Cânon Bíblico Hebraico

         A palavra “cânon” é de origem grega e quer dizer “régua”, “medida”, mas de uma maneira mais especializada tem sido usada ao longo dos séculos para designar o conjunto de verdades ou revelações que aparecem como capitais, essenciais, às crenças de uma comunidade, que de certa forma estabelecem o limite do que seria aceitável ou não, em termos de doutrina religiosa e comportamentos, no seio de uma comunidade, além de outros sentidos possíveis – na liturgia romana, “cânon” é o nome técnico da Oração Eucarística, finalizada com uma aclamação trinitária: “Por Cristo, com Cristo, em Cristo, a Vós...”.
         Segundo a Wikipedia em inglês o uso do termo no sentido de coleção de livros divinamente inspirados, como a Bíblia, por exemplo, começou com os cristãos, embora a ideia venha dos judeus, e por isso começaremos analisando como se deu a formação do cânon hebraico, sua coleção de livros sagrados, ou Primeiro Testamento, que terá muitas repercussões na formação do seu similar cristão.
         Para começar é necessário dizer que não temos nenhuma informação segura sobre como se formou o cânon do Primeiro Testamento, e que critérios a comunidade hebraica, ou a sua elite religiosa, usava para definir que tal livro era sagrado ou não.  Pelo que lemos do Primeiro Testamento podemos deduzir que:
         a) Aparentemente toda noticia ou história socialmente relevante narrada por escribas, tanto ao palácio real como do templo, era considerada como sagrada. Tudo o que acontecia ao povo de Deus, tanto no âmbito profano como religioso, respeitando a moral do decálogo, era considerado como digna de veneração. Essa percepção é reforçada pela citação de vários textos, que hoje estão perdidos, para confirmar uma passagem bíbilica atual (1).
         b) Nem todos esses acontecimentos eram colocados por escrito imediatamente após o ocorrido. Às vezes o texto era fruto da compilação, e quem sabe até de reformulação, de antigas histórias presentes na memória do povo – esse fato, mais o conflito de interesses entre grupos, que normalmente ocorrem em uma sociedade humana, explicam certas passagens contraditórias no texto, como personagens que em alguns lugares são apresentados como fortes e virtuosos e noutras como fracos e titubeantes, como é o caso de Aarão, o irmão de Moisés, e mesmo as duplicatas, como as duas versões da criação do mundo, etc.

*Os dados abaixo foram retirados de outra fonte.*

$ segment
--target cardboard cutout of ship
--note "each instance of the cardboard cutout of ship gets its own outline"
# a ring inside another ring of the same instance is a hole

         Do que dissemos acima podemos deduzir que enquanto o povo judeu foi livre, ou teve a esperança de se tornar livre de quem o oprimia, o cânon do Primeiro Testamento esteve aberto, e toda contribuição a esse respeito era bem vinda, desde que servisse para sedimentar ou esclarecer antigas crenças do povo judeu.

A Versão dos Setenta

         Com o naufrágio político dos reinos do norte e do sul, e a chegada à Palestina das forças de grandes impérios, contra as quais os judeus não tinham a menor chance, a Palestina perdeu boa parte de sua população judia original, que se espalhou pela orla do Mediterrâneo, procurando manter-se fiel às tradições de seus antepassados, preservando, e porque não dizer aprimorando, a mensagem da sua religião. Entre essas comunidades destacou-se a estabelecida na cidade de Alexandria, no Egito, fugida do paganismo intolerante e sangrento dos Selêucidas, uma dinastia formada por um general de Alexandre da Macedônia, e que por anos lutou pelo domínio da Palestina.

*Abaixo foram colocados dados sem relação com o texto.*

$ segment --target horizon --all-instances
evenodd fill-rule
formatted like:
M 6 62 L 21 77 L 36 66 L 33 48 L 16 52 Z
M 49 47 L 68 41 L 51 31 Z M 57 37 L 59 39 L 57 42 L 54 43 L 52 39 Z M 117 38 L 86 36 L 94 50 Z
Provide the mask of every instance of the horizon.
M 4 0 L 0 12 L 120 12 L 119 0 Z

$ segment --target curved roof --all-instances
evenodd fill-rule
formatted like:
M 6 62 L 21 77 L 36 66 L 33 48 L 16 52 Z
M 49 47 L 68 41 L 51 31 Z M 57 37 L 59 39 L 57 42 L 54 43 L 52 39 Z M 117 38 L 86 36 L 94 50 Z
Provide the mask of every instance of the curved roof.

         Na comunidade de Alexandria surgiu uma coleção de livros, fruto da necessidade de traduzir os textos existentes do hebraico para o grego, uma vez que a grande maioria dos judeus, principalmente os que viviam fora de Palestina, já não falava mais o hebraico, mas apenas o grego, que se tornara a língua comum da bacia do Mediterrâneo. Sobre essa tradução surgiu uma lenda que acabaria por dar o nome ao cânon: 72 sábios palestinenses – produto de 12 vezes 6, números muito significativos entre os judeus – a pedido do faraó grego do Egito, se fecharam em 72 aposentos isolados e produziram, ao final dos trabalhos, 72 traduções absolutamente iguais dos livros sagrados, de onde o seu nome “Setenta”, “Septuaginta” ou “LXX”! Isso teria ocorrido entre os anos 300 e 130 a.C.

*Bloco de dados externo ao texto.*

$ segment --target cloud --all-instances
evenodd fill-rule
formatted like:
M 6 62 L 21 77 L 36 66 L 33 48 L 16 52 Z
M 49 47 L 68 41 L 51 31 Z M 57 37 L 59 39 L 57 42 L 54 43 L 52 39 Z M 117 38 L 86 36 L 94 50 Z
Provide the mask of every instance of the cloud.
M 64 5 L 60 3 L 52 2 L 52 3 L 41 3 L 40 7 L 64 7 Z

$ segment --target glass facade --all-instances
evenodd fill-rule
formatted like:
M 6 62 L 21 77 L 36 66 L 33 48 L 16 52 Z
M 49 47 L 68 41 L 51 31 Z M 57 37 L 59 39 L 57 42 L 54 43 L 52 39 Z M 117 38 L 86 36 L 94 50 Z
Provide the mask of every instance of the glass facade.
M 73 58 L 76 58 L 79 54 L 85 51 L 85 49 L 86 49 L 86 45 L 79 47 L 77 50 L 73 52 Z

         Mas houve um “problema” envolvendo essa tadução, pois ela não só traduziu os livros considerados sagrados pelos judeus da Palestina, como adicionou sete livros novos, e alguns episódios nos livros já aceitos como canônicos na Palestina. Mas tudo indicava que esses livros eram aceitos naturalmente como canônicos no tempo de Jesus, tanto que ele e os apóstolos citam vários trechos desses livros novos, chamados de deuterocanônicos pela Igreja (2).
         Com o advento do cristianismo, o judaísmo foi fortemente desafiado, uma vez que o rabi galileu e seus discípulos se apresentavam como o verdadeiro e mais perfeito Israel. Aquele disse: “não penseis que vim revogar a Lei ou os Profetas. Não vim revogá-los, mas dar-lhes pleno cumprimento” (Mt 5,17), e a este os chefes mandaram matar! Em Rm 9,1-13, o mais ardoroso dos apóstolos fará uma comparação entre o Israel “da carne” e o Israel “da fé”, profetizando a nítida preferência do Deus dos judeus em relação a esses últimos (9,25-26).

O Fechamento do Cânon
        
         O ápice da crise judaica no primeiro séculos da era cristã aconteceu durante os anos de 66-70, quando aconteceu a Primeira Guerra Romano-judaica.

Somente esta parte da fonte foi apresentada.